Salt has coursed through our veins and history since the dawn of humanity. Early man, scavenging and hunting, drew sodium from meat and natural sources. In Southeast Africa, the robust jaws of “Nutcracker Man” (Paranthropus boisei) speak to diets forged in tough environments—perhaps even hinting at a drive toward salty shores or crustacean-rich waters. Could this craving have sparked early tool use, as hominins cracked shells and foraged along coasts? Over a million years of dietary evolution, salt wasn’t mere seasoning; it was survival fuel, shaping physiology and behavior long before recorded time.
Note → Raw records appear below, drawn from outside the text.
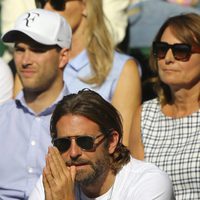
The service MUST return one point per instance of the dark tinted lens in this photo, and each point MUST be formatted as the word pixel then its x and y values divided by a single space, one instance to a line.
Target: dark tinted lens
pixel 63 144
pixel 85 142
pixel 181 51
pixel 40 3
pixel 160 49
pixel 58 4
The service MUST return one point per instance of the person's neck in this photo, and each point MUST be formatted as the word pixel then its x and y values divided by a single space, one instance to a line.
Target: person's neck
pixel 78 41
pixel 40 100
pixel 100 186
pixel 185 102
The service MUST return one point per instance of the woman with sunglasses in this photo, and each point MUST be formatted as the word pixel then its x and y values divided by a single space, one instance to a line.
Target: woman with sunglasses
pixel 166 129
pixel 94 63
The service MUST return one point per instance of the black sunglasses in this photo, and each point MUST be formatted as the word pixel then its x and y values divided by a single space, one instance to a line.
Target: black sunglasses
pixel 56 4
pixel 180 52
pixel 86 143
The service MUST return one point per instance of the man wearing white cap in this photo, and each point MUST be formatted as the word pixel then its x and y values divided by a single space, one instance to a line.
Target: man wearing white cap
pixel 41 39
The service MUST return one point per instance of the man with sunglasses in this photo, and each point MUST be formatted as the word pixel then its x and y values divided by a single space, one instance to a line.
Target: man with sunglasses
pixel 41 42
pixel 89 161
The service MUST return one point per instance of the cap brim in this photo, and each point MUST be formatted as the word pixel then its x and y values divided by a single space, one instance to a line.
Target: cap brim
pixel 14 35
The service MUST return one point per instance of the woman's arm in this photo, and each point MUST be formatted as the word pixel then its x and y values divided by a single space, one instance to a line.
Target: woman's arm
pixel 127 96
pixel 135 141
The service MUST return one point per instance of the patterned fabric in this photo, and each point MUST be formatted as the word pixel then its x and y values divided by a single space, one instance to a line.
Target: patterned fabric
pixel 174 146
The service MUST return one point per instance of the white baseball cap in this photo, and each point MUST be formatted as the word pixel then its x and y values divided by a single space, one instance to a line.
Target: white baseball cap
pixel 45 27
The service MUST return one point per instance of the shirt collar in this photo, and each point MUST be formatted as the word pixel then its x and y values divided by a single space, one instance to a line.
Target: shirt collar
pixel 21 103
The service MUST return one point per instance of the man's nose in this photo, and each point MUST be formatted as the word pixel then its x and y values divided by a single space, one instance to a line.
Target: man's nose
pixel 26 60
pixel 74 150
pixel 169 57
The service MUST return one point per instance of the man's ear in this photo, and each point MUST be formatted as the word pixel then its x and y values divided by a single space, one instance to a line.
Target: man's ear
pixel 64 57
pixel 113 141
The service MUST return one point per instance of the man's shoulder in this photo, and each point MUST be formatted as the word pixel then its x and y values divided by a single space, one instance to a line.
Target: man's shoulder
pixel 141 171
pixel 8 105
pixel 143 180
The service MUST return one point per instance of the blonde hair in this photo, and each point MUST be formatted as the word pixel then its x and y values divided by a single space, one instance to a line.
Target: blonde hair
pixel 99 43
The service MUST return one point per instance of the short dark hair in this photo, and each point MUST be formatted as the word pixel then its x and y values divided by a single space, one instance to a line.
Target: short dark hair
pixel 90 104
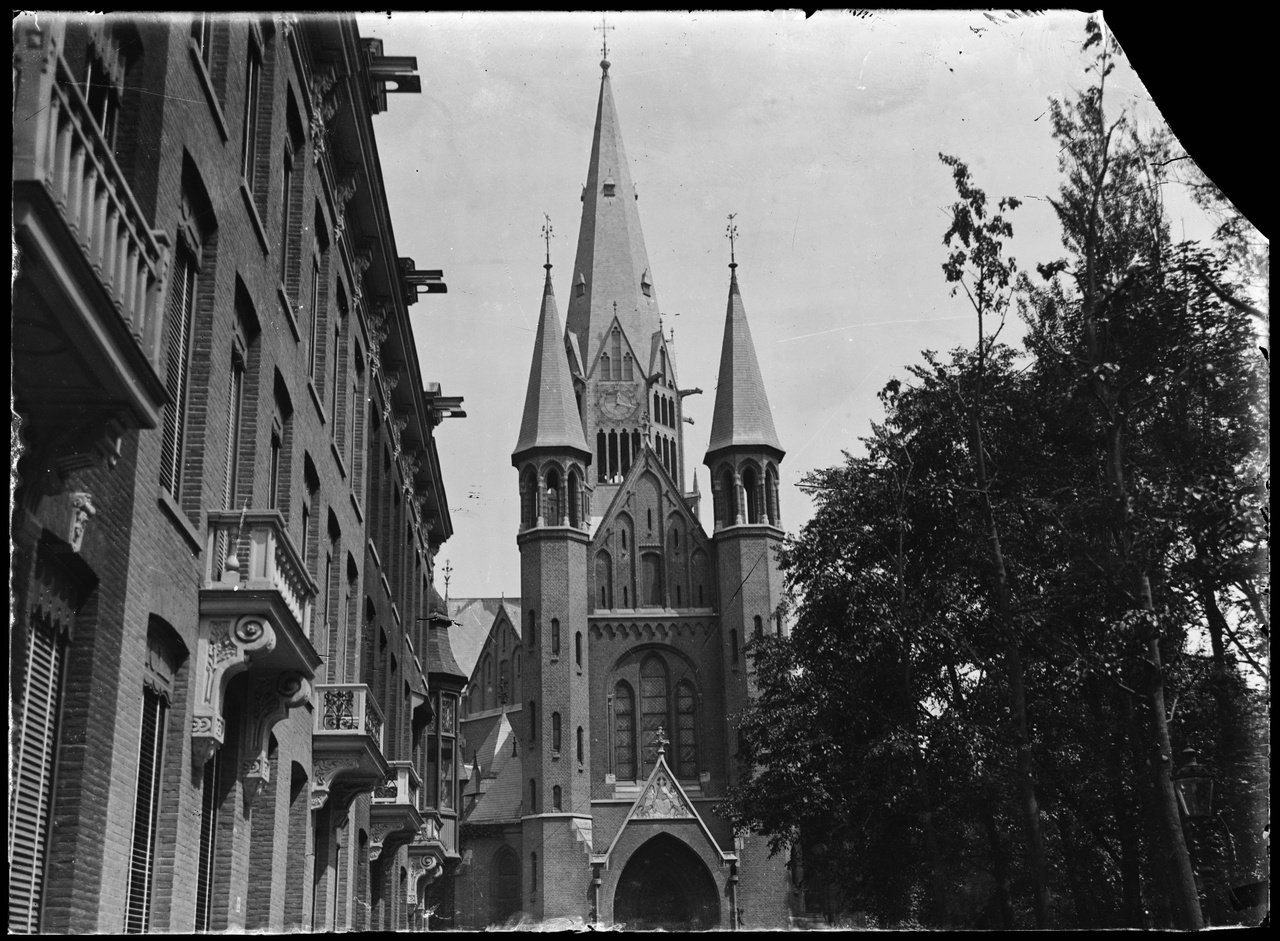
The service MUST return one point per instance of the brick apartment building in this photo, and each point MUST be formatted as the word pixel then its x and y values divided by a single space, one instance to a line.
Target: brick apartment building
pixel 229 498
pixel 599 717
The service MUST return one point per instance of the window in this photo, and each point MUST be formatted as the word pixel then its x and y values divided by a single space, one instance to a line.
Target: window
pixel 314 352
pixel 286 242
pixel 179 316
pixel 234 414
pixel 209 807
pixel 753 498
pixel 553 498
pixel 32 767
pixel 252 82
pixel 146 812
pixel 686 744
pixel 202 37
pixel 274 473
pixel 624 732
pixel 654 708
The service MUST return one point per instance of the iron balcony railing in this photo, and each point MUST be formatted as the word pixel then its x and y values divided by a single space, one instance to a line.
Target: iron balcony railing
pixel 58 144
pixel 347 708
pixel 251 549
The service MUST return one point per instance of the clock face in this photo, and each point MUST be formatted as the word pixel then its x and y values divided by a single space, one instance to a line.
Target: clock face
pixel 618 405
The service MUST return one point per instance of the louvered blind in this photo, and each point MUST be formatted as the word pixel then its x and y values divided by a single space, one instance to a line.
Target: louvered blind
pixel 146 812
pixel 208 834
pixel 177 362
pixel 32 779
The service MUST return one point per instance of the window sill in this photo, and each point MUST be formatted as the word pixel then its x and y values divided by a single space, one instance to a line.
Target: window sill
pixel 247 195
pixel 206 82
pixel 315 401
pixel 184 525
pixel 288 311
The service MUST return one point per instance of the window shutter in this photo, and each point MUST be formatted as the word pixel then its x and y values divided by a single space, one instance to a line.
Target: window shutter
pixel 32 782
pixel 181 298
pixel 146 812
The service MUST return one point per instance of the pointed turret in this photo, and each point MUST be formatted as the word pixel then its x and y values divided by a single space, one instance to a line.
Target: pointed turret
pixel 551 418
pixel 743 416
pixel 612 265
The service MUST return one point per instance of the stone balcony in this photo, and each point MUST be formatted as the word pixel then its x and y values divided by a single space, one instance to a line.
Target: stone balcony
pixel 88 298
pixel 255 615
pixel 394 813
pixel 346 744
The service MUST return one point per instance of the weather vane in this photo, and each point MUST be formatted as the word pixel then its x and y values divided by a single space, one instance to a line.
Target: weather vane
pixel 604 37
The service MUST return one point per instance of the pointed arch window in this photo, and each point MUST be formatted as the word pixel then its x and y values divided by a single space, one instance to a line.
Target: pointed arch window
pixel 553 498
pixel 624 732
pixel 604 579
pixel 686 730
pixel 653 706
pixel 750 492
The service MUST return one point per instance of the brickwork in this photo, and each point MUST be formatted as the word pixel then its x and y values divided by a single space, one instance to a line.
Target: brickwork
pixel 145 557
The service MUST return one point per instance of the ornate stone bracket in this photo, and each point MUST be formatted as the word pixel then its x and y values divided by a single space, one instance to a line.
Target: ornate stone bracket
pixel 387 836
pixel 269 700
pixel 225 648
The real transformation came with settlement. As hunter-gatherers turned to agriculture, plant-heavy diets demanded supplementation. Salt stepped forward not just for flavor but as the preserver that tamed spoilage, enabled trade, and sustained growing populations. Some 5,000–7,000 years ago in Europe, prehistoric ingenuity birthed dedicated salt towns. At sites like Poiana Slatinei-Lunca in Romania (as early as ~6050 BCE) and Solnitsata in Bulgaria (~5500–4200 BCE), communities boiled brine from salt springs in pottery, producing this vital commodity on an industrial scale for the time. These were among the earliest urban centers, walled to protect their “white gold,” driving economy, trade, and social organization.
From there, salt’s influence exploded. It preserved fish and meat for Egyptian pharaohs and Roman legions. It funded empires through taxes and monopolies. Roman soldiers received salarium—salt money—giving us the very word “salary.” Salt roads crisscrossed continents, much like the wheel expanded mobility. In China, detailed records of salt production date back millennia; in the Americas and beyond, it underpinned rituals, medicine, and cuisine. Without reliable salt, long voyages, armies on campaign, and stored winter provisions would have faltered. Gunpowder may have conquered battlefields, but salt quietly conquered hunger and scarcity.
Even today, salt binds us to this ancient legacy. It flavors our tables, preserves our food, and powers industries, while debates rage over its health effects in modern abundance. We’ve come far from boiling brine in Neolithic pots or scavenging coastal resources, yet the mineral remains essential—linking our evolutionary past to our global present.
Salt didn’t invent the wheel or pen the first script, but it made those achievements sustainable. It turned fragile surpluses into enduring civilizations. In the pantheon of forces that explain why people are the way we are—resilient, interconnected, inventive—salt deserves its place among the great fathers of mankind. From the African savannas to European saltworks and beyond, it has seasoned not just our food, but the entire human journey. Until today, and into whatever future we boil, mine, or trade next.
What a crystalline thread running through it all.